Evelyn Lancaster wanted to run away as fast as possible.
It was a mistake. It was one colossal, gargantuan mistake. Worse than Athens ordering the death of Socrates. Worse than Persephone being kidnapped by Hades. What did she think she was going to do? Seconds ticked by as she found herself unable to say anything more. Her mouth felt dry. What was she supposed to say?
He’d changed, more than she would have ever imagined possible. The boyish frame was filled out, and extra years working on the ranch had defined the muscles in his arms under his coarse brown shirt. He’d even grown taller—past six feet, she guessed. His shoulders were broader, and his cheekbones seemed more pronounced than before. His face carried even more of an aristocratic air, but his body seemed undeniably more masculine.

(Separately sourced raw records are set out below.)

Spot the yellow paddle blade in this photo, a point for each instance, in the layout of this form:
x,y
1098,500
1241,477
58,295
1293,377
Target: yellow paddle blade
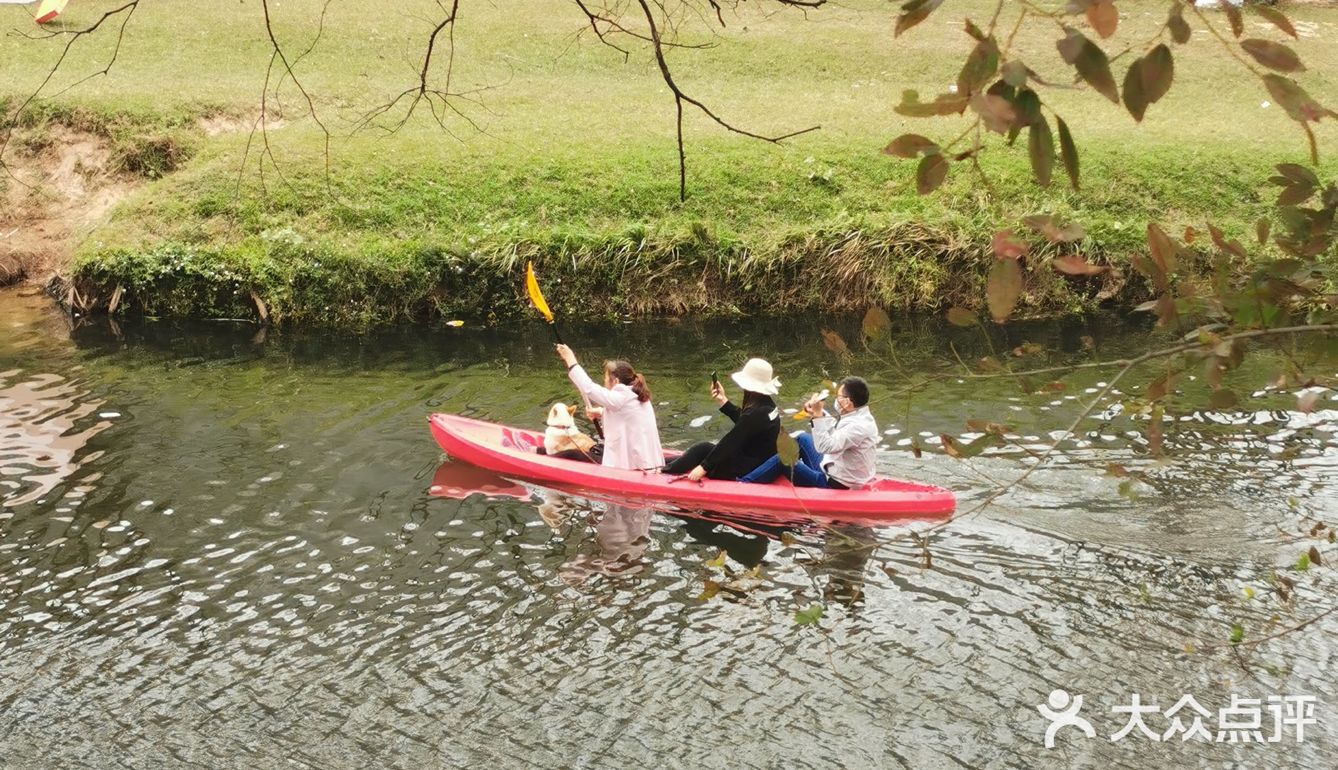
x,y
531,287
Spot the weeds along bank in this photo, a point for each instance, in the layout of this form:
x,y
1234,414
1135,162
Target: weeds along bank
x,y
570,162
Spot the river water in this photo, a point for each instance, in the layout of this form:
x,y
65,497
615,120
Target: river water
x,y
222,547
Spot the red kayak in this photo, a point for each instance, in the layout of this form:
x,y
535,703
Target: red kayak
x,y
511,453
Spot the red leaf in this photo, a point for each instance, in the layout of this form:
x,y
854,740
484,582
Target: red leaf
x,y
1278,19
910,146
1273,55
913,14
1103,16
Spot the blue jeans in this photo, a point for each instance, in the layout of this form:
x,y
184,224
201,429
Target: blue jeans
x,y
807,472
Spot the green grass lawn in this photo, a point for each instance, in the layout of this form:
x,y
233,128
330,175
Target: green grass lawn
x,y
567,157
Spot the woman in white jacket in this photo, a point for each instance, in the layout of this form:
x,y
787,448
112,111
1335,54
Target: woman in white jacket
x,y
630,433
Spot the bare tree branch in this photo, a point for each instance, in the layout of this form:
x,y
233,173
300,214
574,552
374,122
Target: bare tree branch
x,y
680,97
11,122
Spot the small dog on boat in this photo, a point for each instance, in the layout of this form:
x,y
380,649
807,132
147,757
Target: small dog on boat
x,y
562,433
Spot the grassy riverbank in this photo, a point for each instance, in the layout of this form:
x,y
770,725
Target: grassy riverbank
x,y
567,157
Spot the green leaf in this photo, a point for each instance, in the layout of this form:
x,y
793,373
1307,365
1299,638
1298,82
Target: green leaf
x,y
1162,248
980,67
942,105
1262,228
1178,26
1273,55
1014,74
913,14
1068,151
808,616
1040,147
996,111
1076,265
961,318
1158,72
1277,18
1006,247
910,146
1294,99
1091,63
1135,101
930,173
1238,23
1004,288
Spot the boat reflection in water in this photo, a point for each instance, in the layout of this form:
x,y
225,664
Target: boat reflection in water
x,y
622,532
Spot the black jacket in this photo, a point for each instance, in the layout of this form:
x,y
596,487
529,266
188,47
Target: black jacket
x,y
749,443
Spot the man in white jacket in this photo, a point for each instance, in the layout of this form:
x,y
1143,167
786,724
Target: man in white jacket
x,y
842,449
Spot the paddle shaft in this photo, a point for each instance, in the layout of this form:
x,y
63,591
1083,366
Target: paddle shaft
x,y
598,426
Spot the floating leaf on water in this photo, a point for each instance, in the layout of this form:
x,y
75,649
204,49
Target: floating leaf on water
x,y
808,616
1223,399
961,318
877,324
708,591
1306,402
835,342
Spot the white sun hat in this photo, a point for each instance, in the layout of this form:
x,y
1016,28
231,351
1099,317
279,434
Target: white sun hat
x,y
756,376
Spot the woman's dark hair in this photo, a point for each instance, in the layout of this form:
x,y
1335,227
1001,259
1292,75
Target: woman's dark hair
x,y
856,389
751,398
624,372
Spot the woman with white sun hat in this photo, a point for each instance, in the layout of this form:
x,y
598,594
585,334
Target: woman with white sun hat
x,y
749,442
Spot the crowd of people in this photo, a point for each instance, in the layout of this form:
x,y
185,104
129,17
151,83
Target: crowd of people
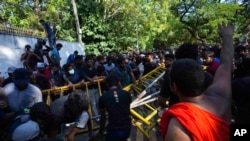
x,y
197,84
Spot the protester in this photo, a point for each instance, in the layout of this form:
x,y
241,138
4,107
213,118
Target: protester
x,y
50,34
55,55
209,61
21,93
186,50
9,79
117,103
208,111
71,57
240,93
72,108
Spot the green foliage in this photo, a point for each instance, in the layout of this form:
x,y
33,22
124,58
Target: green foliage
x,y
116,25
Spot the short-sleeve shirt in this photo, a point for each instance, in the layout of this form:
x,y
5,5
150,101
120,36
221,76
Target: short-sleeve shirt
x,y
56,55
57,109
20,99
117,104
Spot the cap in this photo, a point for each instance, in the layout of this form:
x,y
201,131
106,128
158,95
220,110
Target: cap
x,y
21,76
40,65
26,131
11,69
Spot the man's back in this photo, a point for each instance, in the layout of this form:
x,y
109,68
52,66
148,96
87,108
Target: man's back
x,y
19,99
117,103
188,81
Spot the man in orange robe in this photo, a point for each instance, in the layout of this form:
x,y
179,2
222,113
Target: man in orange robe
x,y
201,125
202,114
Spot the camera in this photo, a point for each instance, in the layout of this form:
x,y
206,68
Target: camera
x,y
41,41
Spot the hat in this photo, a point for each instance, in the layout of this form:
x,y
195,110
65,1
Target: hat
x,y
11,69
26,131
21,76
40,65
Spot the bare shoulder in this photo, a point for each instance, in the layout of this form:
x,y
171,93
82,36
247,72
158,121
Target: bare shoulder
x,y
176,132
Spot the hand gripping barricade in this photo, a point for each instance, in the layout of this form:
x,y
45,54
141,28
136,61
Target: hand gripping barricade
x,y
143,107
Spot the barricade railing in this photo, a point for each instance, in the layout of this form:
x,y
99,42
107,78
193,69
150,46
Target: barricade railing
x,y
141,100
145,121
12,30
75,86
85,85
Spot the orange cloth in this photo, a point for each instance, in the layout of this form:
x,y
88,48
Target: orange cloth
x,y
200,124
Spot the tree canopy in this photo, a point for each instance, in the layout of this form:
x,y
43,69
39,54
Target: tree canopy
x,y
108,25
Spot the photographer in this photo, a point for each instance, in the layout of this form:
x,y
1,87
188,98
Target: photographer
x,y
50,34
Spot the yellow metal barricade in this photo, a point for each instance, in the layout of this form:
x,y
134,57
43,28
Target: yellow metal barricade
x,y
60,90
144,117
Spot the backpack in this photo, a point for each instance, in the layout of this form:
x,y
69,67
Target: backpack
x,y
21,117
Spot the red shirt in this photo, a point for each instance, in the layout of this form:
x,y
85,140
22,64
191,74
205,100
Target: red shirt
x,y
200,124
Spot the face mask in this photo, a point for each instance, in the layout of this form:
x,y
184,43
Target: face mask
x,y
72,71
55,72
21,86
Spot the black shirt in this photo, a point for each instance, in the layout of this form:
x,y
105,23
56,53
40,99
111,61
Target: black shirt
x,y
117,103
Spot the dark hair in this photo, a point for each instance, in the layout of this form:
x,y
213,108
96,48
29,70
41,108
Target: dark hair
x,y
208,53
87,58
187,50
27,47
78,101
41,21
120,59
188,76
112,80
54,65
59,45
75,52
41,111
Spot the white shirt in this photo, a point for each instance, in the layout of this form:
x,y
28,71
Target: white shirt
x,y
20,99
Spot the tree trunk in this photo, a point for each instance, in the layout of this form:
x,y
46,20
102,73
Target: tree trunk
x,y
78,29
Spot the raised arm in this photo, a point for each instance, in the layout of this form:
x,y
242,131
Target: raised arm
x,y
222,80
219,93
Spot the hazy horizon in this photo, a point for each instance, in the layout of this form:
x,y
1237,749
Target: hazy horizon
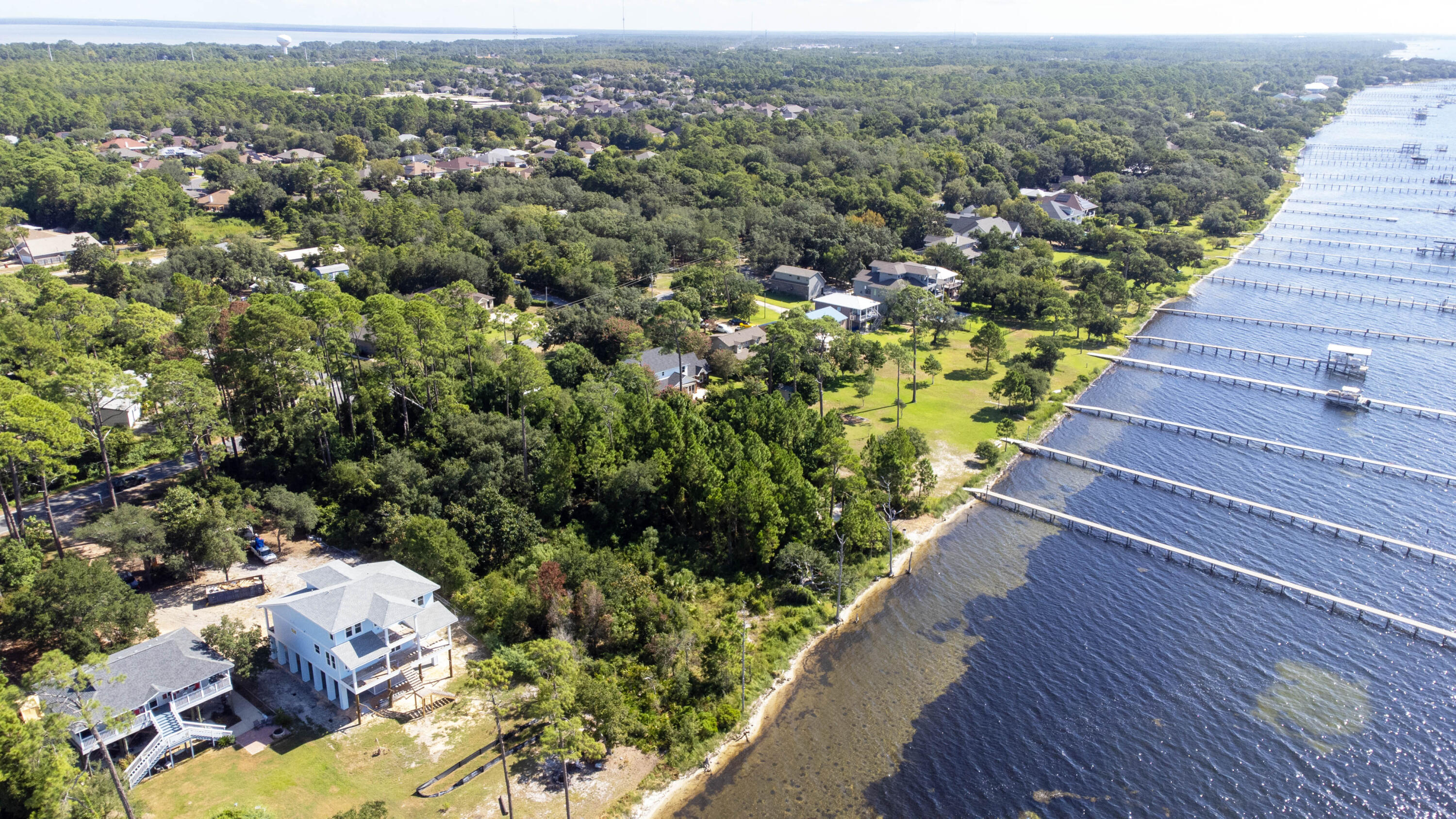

Yet the expression was the same. Jesse Greenwood’s same reticent, admiring expression hadn’t changed as he continued to stare at her like she was hand-blown glass. His brown hair still flopped lightly in front of his eyes, causing him to brush it away.
She cleared her throat. She’d anticipated the awkwardness but not the simple difficulty in forming words. “I returned home a few hours ago. I thought I should stop by and say hello. Is Preston here? Are any of the other ranch hands here?”
Jesse blinked. The adoring expression morphed to one of disbelief. “Eve, did you get my letters?”
She bit her lip. “I did.” Evelyn resisted the urge to embrace him. Doing so would only make it harder to answer his questions with a lie. Instead, she stood rooted to the spot. She wouldn’t move a muscle; there was too much she could regret. “They were nice letters. Thank you. But I burned them.”